Assets vs Expenses

The basic distinction between assets and expenses is this: If by making the cash disbursement, the entity buys something that benefits future periods, the debit part of the entry is to an asset account. This asset account appears on the balance sheet as of the end of the period. Land, buildings, furniture, equipment, and motor vehicles are assets. So are stock, prepaid rent, prepaid insurance, and other items that are paid for in advance of the period in which they provide benefits.

If the item bought is used up in the current period, the debit is to an expense account. Payment for the services provided by employees (salaries and wages), for telephone and electricity used in the current period, and for other services used in the period are expenses.


However, this practice is not always followed exactly. Some items that theoretically should be recorded as assets are debited to expense accounts. If the item were debited originally to an asset account, it must be debited to an expense account in the later period, or periods, in which it is used up. This process causes additional record keeping. If the debit is made to expense immediately, this additional record keeping is avoided.

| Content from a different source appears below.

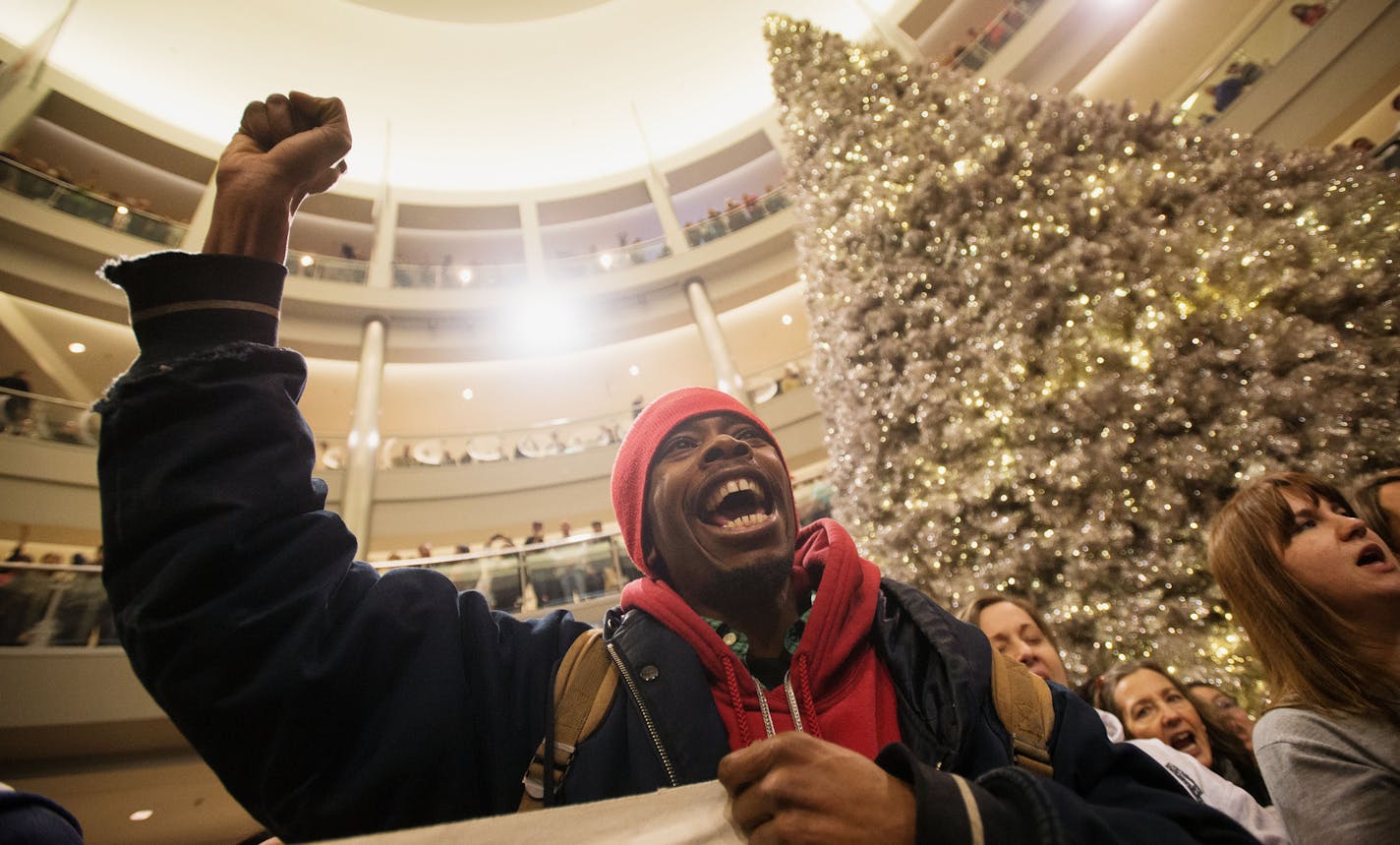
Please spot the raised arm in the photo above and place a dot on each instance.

Consider pencils as an example. In principle, pencils are an asset. If you follow the accrual principle strictly, you debit an asset account when the pencils are purchased, and you debit an expense account in each month these pencils are used. As a practical matter, this amount of record keeping is not worthwhile.

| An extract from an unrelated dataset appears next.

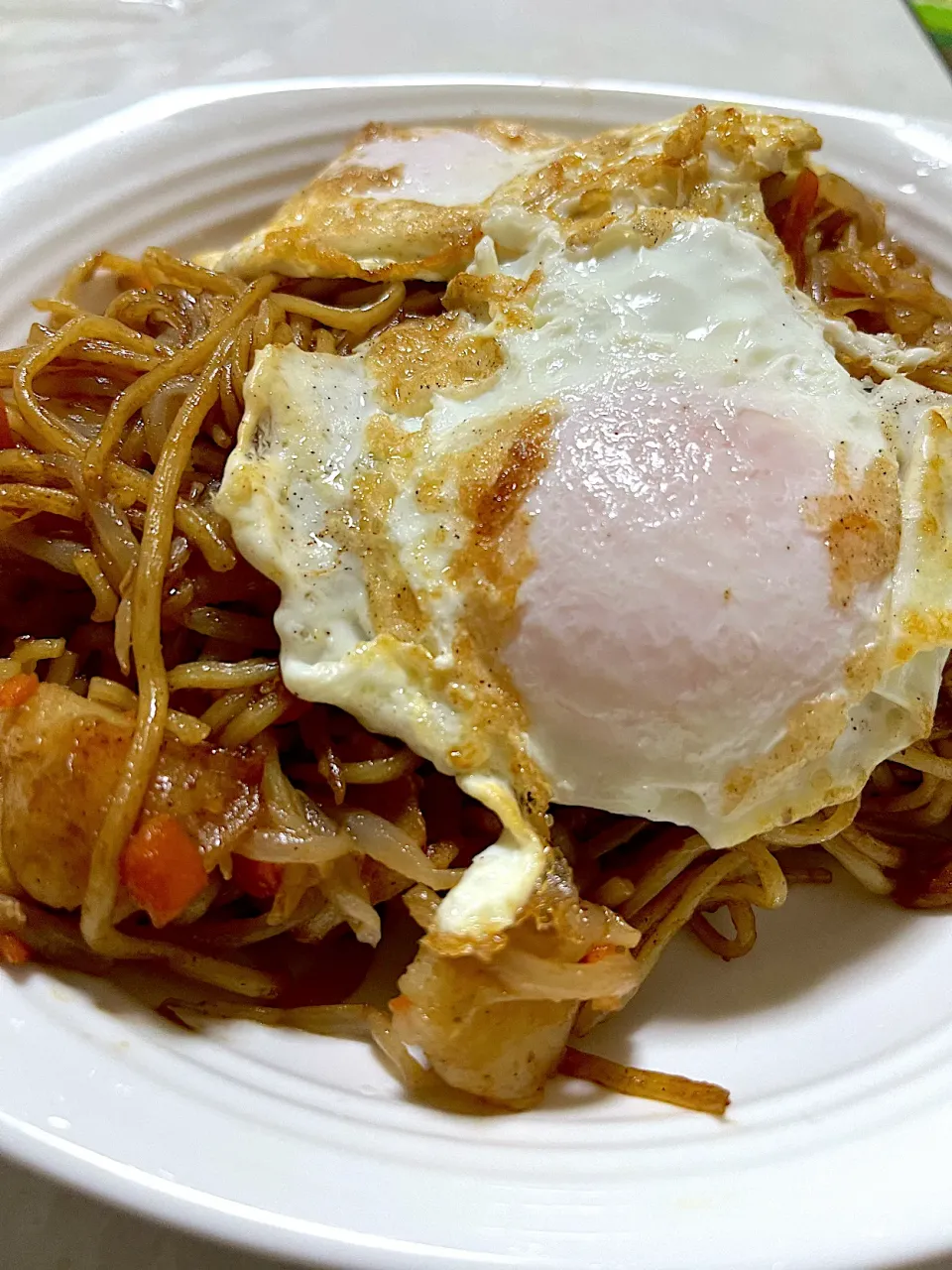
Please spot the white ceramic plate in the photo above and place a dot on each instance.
(835, 1035)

You debit the cost of pencils to an expense account when you buy them. The amount is small. Also, if the amount of supplies purchased tends to be roughly the same from one month to the next, the effect of debiting an expense account immediately is about the same as with the alternative of first debiting an asset account and later transferring the asset to an expense.

Supplies, small tools, and similar items usually are debited to expense accounts when they are purchased. You may decide to debit the payment of property rates to an expense account, even though the rates payment applies to several months. You can decide to debit a payment for insurance protection to an expense account in the month you pay the bill, even though the insurance protection applies for a full year. The choice is up to you.

Materiality Principle:

In making these choices, you are applying the materiality principle, which is an accepted accounting principle; an entity can depart from the accrual principle if the effect of doing so is not material. The effect is not material if it does not mislead the user of accounting information. So, if a shortcut will give you approximately the information you need about how your entity has performed and what its condition is, you should use it and reduce the amount of record keeping.

Exercise caution in treating "chunky" disbursements as expenses. Chunky disbursements are those that occur at infrequent intervals, such as the insurance premium or the property rates mentioned above. If you record these amounts as expenses in the month in which you paid the bill, the income reported in that month will be artificially low, and the income in the other months will be higher than was actually the case.